We are pulled in opposite directions- a tension within. We can either surrender to Jesus or resist him over and over, suppressing the truth until our “foolish hearts become darkened.” In darkness,truth becomes obscure and we begin to call “evil good and good evil, and substitute darkness for light and light for darkness.” (Isaiah 5:20)
This tug-of-war exists within each of us and within each of our children. It’s why parents see goodness in their children, but also rebellion. We try to corral them in the “good side” with rules and lectures but these serve mostly to point to the error in their ways while doing little to transform the heart, or form lasting obedience.
Only Jesus can win the battle within.
We would be wise as parents to help our children comprehend this inner battle, training them in self evaluation and inner reflection, while consistently pointing them to Jesus who willl lead them to lasting victory.
Joey happens to be my almost six year old grandson. He can be delightfully good and fun but he can also be obnoxiously thoughtless, unexpectedly doing unkind things to others. His desire to be in control is strong but I also see his desire to please. We recently chatted about this inner battle within his heart. He had a good day at school yesterday. “Oma,” he said happily, “ a couple times today at school, I almost did something naughty but I thought about Jesus and prayed that he would help me be good and then I was good all day long.”

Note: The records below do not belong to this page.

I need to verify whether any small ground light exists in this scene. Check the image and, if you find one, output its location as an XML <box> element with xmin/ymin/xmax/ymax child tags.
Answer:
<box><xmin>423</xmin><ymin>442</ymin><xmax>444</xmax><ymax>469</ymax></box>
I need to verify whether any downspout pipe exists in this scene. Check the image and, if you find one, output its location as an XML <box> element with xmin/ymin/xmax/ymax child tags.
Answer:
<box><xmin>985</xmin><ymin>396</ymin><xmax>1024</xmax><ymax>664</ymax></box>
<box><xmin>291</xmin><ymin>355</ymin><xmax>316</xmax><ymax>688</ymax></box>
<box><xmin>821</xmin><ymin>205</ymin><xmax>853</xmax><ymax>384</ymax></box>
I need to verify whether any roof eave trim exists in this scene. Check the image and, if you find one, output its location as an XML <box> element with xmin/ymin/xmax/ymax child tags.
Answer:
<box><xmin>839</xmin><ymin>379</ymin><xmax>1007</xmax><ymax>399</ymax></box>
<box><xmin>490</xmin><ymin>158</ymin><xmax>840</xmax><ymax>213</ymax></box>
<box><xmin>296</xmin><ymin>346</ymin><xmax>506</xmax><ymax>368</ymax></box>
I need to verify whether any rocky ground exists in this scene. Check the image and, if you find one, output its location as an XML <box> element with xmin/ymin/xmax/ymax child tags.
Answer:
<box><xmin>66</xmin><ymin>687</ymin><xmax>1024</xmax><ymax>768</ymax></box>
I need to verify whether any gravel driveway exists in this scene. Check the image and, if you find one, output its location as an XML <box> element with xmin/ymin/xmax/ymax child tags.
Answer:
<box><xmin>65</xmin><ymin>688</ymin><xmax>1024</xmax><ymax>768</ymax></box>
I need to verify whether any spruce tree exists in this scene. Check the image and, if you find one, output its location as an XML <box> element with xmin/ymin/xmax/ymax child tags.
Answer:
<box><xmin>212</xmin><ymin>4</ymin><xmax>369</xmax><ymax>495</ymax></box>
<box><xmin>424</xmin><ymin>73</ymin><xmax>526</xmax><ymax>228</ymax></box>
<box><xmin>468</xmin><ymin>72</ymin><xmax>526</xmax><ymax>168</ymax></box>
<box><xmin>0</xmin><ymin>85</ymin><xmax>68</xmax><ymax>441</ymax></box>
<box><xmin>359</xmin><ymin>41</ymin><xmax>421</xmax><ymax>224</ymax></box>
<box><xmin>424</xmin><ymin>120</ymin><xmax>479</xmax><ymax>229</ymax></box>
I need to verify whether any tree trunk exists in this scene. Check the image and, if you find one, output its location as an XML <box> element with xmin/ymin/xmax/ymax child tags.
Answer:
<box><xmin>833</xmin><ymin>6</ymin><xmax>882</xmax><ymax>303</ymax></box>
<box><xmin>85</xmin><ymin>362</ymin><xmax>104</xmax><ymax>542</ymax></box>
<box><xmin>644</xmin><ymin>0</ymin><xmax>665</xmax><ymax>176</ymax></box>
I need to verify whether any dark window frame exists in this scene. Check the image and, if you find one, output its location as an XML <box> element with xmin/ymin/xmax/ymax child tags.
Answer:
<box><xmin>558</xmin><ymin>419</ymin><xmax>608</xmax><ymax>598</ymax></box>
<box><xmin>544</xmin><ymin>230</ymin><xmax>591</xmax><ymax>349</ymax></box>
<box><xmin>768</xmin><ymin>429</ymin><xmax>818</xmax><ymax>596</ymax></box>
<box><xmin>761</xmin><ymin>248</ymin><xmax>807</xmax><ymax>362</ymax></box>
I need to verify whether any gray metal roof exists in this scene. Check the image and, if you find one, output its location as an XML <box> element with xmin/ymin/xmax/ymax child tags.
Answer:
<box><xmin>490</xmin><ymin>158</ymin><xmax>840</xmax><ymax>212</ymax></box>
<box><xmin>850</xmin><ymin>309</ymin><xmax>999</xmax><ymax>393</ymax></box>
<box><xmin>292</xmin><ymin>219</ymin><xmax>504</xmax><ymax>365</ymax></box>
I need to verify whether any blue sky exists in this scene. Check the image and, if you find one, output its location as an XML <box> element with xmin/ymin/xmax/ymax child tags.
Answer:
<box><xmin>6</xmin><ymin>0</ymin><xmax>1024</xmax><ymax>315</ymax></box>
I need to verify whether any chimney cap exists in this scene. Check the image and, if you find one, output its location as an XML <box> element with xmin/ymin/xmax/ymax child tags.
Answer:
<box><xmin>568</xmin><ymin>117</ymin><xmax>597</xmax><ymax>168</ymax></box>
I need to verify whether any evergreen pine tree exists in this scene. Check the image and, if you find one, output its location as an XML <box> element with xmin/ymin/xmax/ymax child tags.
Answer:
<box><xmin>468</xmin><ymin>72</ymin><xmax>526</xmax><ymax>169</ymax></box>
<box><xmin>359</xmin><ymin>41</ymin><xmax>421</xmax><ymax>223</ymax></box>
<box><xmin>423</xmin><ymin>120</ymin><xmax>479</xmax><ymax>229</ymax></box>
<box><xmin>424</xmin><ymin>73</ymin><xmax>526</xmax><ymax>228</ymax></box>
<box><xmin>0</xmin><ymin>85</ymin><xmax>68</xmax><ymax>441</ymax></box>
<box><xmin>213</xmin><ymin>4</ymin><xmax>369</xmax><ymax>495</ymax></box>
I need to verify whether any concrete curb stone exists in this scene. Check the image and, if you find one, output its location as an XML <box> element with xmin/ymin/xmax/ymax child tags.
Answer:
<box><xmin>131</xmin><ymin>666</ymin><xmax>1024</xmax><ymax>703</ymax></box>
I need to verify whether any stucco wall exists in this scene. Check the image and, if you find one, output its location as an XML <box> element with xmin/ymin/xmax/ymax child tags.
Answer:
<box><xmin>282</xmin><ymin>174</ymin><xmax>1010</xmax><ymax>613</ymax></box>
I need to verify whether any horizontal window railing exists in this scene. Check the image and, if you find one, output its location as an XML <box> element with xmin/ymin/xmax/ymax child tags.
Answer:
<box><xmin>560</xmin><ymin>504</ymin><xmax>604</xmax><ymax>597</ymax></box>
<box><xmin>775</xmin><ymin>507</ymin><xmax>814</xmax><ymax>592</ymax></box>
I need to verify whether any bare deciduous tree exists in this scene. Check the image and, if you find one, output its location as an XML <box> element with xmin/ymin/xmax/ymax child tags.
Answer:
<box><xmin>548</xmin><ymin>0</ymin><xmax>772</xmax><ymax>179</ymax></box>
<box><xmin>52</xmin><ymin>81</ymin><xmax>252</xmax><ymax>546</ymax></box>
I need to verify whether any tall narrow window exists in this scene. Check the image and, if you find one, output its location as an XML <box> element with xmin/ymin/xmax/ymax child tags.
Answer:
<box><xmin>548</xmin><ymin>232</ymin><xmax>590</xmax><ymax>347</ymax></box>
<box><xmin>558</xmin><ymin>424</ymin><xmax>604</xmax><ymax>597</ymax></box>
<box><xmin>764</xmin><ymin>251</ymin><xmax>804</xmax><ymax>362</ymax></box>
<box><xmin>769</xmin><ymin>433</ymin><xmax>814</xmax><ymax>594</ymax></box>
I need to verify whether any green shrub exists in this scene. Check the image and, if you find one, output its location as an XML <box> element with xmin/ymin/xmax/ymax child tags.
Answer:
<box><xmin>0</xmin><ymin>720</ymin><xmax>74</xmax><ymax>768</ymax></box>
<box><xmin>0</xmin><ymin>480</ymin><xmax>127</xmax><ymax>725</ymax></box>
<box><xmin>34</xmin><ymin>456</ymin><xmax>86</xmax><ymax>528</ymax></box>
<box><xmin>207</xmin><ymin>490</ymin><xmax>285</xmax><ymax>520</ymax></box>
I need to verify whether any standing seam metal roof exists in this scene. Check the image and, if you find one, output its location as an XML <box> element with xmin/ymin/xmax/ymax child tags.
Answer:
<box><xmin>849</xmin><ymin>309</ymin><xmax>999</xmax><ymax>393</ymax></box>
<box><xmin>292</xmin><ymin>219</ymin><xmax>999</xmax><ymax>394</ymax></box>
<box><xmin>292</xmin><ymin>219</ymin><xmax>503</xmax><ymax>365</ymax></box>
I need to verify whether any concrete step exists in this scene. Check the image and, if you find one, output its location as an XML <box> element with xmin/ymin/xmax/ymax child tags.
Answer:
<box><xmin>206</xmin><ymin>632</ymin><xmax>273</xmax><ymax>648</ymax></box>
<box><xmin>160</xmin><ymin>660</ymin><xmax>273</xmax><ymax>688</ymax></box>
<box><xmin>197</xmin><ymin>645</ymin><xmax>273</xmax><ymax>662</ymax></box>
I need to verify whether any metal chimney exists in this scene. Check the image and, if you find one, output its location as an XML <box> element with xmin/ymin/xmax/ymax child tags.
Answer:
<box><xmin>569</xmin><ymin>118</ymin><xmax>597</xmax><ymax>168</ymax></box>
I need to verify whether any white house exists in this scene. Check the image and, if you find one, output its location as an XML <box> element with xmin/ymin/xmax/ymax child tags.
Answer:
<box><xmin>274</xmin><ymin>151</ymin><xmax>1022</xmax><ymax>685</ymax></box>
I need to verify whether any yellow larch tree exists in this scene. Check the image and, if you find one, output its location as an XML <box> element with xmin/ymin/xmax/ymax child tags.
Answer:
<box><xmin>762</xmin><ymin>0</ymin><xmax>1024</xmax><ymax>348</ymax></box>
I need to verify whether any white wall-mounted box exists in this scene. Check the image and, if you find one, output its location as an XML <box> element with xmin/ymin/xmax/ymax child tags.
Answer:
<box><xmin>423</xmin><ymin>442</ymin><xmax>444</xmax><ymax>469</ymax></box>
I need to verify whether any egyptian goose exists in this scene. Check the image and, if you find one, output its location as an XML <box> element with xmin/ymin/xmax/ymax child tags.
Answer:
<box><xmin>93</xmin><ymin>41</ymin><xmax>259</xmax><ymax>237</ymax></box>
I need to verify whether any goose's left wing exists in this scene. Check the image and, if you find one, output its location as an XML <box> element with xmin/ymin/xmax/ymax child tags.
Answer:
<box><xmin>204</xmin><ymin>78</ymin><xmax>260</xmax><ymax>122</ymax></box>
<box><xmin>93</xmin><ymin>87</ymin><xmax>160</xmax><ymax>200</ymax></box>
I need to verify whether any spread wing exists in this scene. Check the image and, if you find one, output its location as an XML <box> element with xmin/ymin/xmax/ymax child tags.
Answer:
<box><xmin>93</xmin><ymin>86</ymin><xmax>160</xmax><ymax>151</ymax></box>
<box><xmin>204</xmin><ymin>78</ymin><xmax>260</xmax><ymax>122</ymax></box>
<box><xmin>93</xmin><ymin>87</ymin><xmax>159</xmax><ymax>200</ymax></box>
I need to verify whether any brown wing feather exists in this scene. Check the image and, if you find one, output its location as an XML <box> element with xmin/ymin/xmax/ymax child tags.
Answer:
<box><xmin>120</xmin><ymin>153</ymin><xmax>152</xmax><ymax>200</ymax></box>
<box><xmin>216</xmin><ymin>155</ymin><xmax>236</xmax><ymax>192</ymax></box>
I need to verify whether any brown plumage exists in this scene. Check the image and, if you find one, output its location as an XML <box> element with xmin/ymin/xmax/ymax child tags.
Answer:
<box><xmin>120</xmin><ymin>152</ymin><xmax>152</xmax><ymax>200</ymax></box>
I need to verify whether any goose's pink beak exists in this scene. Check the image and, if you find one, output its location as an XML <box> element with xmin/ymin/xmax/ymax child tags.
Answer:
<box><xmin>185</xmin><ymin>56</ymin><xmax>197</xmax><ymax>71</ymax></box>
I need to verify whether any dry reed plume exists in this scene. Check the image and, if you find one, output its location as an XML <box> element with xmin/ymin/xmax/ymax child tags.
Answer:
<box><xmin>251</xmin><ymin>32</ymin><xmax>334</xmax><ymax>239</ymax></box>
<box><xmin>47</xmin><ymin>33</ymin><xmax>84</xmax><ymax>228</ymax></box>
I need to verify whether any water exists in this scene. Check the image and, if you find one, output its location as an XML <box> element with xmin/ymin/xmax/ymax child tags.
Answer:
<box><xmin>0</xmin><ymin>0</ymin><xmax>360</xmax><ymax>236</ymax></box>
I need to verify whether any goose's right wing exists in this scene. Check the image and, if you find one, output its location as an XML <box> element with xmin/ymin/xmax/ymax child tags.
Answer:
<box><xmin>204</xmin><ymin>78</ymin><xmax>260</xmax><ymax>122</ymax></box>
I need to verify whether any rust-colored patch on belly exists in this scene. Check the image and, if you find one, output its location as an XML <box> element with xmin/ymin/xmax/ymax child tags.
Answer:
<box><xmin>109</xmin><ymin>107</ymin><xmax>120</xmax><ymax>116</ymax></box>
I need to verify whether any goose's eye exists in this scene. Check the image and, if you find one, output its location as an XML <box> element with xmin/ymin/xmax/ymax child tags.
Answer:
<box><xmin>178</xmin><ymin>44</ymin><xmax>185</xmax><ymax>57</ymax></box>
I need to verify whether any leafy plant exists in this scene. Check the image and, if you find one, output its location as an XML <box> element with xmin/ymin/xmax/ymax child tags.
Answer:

I pray for Joey every day, mostly that he comes to comprehend that the source of goodness is Jesus, who is alone can win the battle in his heart, and guide him out of war and into lasting peace and steadfast right living.
(Romans 7:14-25 NASB)
For we know that the Law is spiritual, but I am of flesh, sold into bondage to sin. For what I am doing, I do not understand; for I am not practicing what I would like to do, but I am doing the very thing I hate. But if I do the very thing I do not want to do, I agree with the Law, confessing that the Law is good. So now, no longer am I the one doing it, but sin which dwells in me. For I know that nothing good dwells in me, that is, in my flesh; for the willing is present in me, but the doing of the good is not. For the good that I want, I do not do, but I practice the very evil that I do not want. But if I am doing the very thing I do not want, I am no longer the one doing it, but sin which dwells in me. I find then the principle that evil is present in me, the one who wants to do good. For I joyfully concur with the law of God in the inner man, but I see a different law in the members of my body, waging war against the law of my mind and making me a prisoner of the law of sin which is in my members. Wretched man that I am! Who will set me free from the body of this death? Thanks be to God through Jesus Christ our Lord! So then, on the one hand I myself with my mind am serving the law of God, but on the other, with my flesh the law of sin.